Stop à l'immigration ?

L’été dernier, les Jeux olympiques ont quelque peu éclipsé une série d’événements frappants qui ont eu lieu dans mon Angleterre natale.
Le 29 juillet 2024, à Southport, près de Liverpool, un jeune de dix-sept ans a tué au couteau trois petites filles, en a blessé huit autres, et deux adultes. Les réseaux sociaux enflammés affirmaient que l’on avait à faire à un immigré illégal musulman. À Southport puis dans d’autres grandes villes, des foules sont descendues dans la rue pour incendier des magasins, briser des portes et des fenêtres, brûler des voitures, et s’attaquer aux mosquées, aux cris de « Stop à l’immigration », « L’Angleterre est à nous » ou encore « Immigrés dehors ». Les émeutes ont duré une semaine.

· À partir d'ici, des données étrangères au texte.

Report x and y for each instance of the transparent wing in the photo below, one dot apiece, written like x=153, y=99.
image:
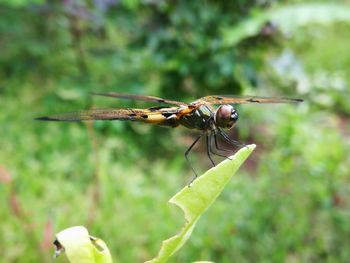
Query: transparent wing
x=139, y=97
x=218, y=99
x=144, y=115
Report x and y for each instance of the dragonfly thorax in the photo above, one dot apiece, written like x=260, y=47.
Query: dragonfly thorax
x=225, y=116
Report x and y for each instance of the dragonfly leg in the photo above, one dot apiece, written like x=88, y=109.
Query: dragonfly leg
x=217, y=148
x=209, y=150
x=188, y=161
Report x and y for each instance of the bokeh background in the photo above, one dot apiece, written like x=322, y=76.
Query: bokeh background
x=288, y=203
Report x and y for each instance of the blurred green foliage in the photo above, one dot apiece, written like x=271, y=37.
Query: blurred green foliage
x=289, y=204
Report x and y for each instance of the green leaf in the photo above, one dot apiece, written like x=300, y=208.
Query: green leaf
x=80, y=247
x=197, y=198
x=287, y=18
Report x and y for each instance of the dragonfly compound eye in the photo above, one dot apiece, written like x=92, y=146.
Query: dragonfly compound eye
x=226, y=116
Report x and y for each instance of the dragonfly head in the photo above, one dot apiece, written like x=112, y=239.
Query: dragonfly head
x=225, y=116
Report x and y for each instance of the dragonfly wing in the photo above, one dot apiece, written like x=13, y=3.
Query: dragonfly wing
x=143, y=115
x=217, y=99
x=139, y=97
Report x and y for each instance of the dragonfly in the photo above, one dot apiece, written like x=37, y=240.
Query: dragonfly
x=210, y=115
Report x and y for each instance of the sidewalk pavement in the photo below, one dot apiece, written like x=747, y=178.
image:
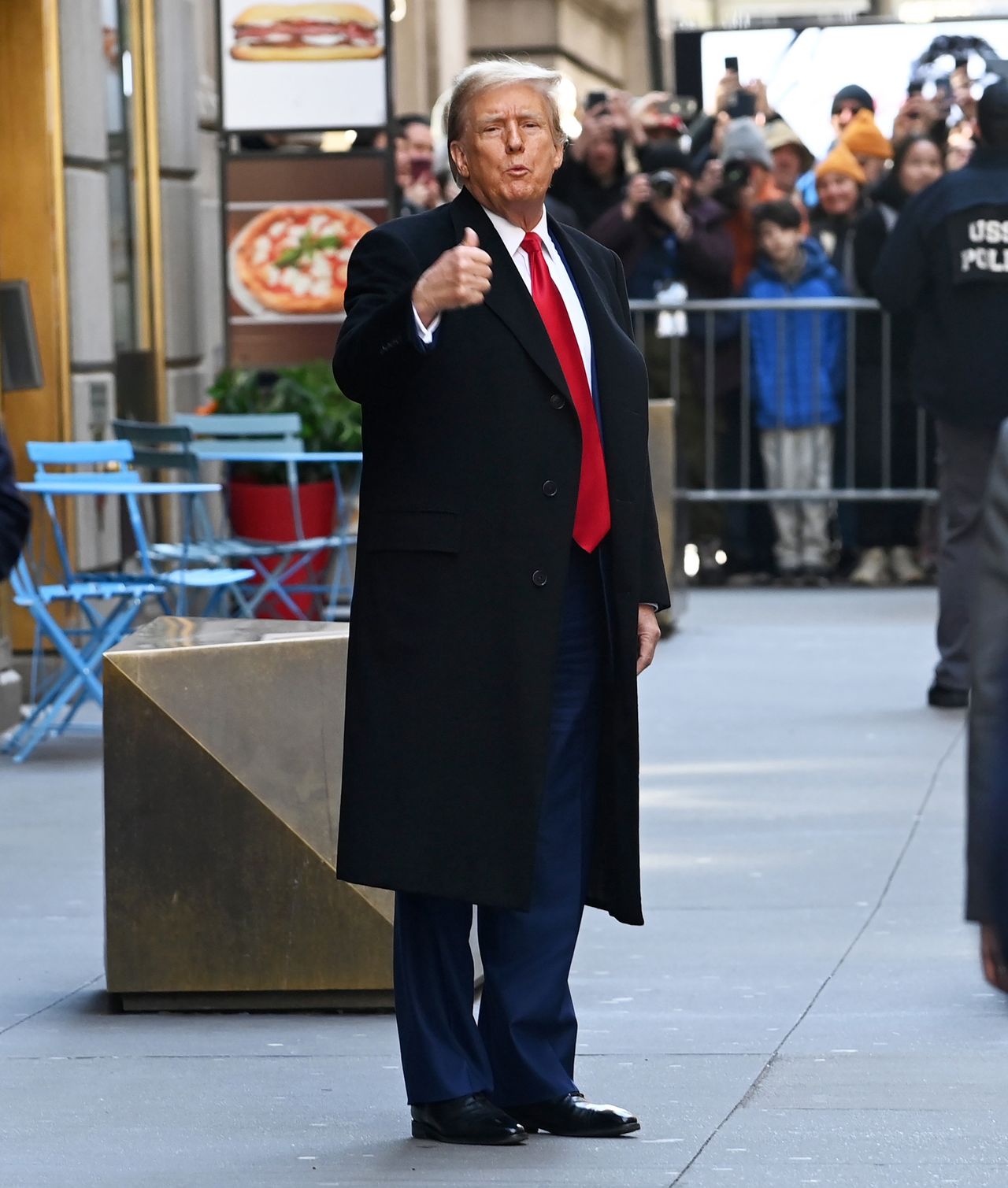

Or, le jeune assassin n’était pas musulman. Et il n’était pas né à l’étranger. Ses parents étaient rwandais, chrétiens, et impliqués comme lui dans leur Église locale. Mais la colère d’une section de la population a explosé ! Et bien des commentateurs ont relevé que le sentiment anti-immigration en Europe était grandissant.
Brassages et intolérance
Pour beaucoup, le problème était le simple fait de l’immigration elle-même. Pas la haine, le racisme, le refus de la différence de couleur de peau ou de religion. Pas l’idéal d’une Angleterre pure, blanche et chrétienne. Pas le fait que, depuis des années, les Anglais ont été abreuvés de discours anti-européens et xénophobes. Les malheurs de l’Angleterre seraient la faute à Bruxelles, aux Bulgares et Lituaniens, aux musulmans, aux hindous. Sans eux tout irait bien.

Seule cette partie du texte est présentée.